Twenty3 Data Pipelines

2021-present

Tech/Skills

Summary

Twenty3's products rely on data from multiple football data providers, each with their own schemas, endpoint structures, and offerings. I have been responsible for maintaining and building on the data pipelines that ingest, transform, and serve this data across the company's products.

The pipelines need to handle everything from live match data arriving in near-real-time to large historical backfills, all while maintaining a suite of products that works across providers. This is particularly challenging with event data for visualisations, where the differences between data providers is largest.

Learnings

Failure states and validation

One of the most common problems, I think, are rare or unforeseen issues from the data providers which affect the data pipeline downstream. Some kinds of missing events or erroneous statistics might be fine, but if a team lineup in a match is incorrect, that cascades through a variety of processes.

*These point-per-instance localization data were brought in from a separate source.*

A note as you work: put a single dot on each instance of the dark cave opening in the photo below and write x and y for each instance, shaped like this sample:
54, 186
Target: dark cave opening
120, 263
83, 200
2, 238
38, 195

In some ways, managing a data pipeline can be an exercise in practical pessimism: what could go wrong, what impact could that have, and how should that impact be dealt with or averted. That can mean taking a flexible approach to validation of the incoming data, because sometimes data providers don't follow their docs and you've just gotta deal with it.

Data updates, cleanliness, and observability

As football data can be hard to collect quickly and accurately, it's common for it to update after initial collection, which needs to be ingested in a timely manner (particularly as several clients use live data). It's important to be able to do this, and to have an overview of the state of play of the data.

Deeper dive

There's a really interesting sense, that I'm sure there's a word of in some language, for trying to keep something as flexible as possible while being as solid as necessary, concrete enough to be built on but with possible connections for changes or extensions that may arrive in the future. People talk about re-building the aeroplane while it's in the air, but working on a data pipeline (with football data, in the current fast-moving era in football, at least) feels like re-building an aeroplane which may, at any moment, be required to be adapted for a water landing or to be changed into a helicopter.

The mindset of architecting a data system, which requires solid tangible features but a mind to a myriad possible futures, is wild.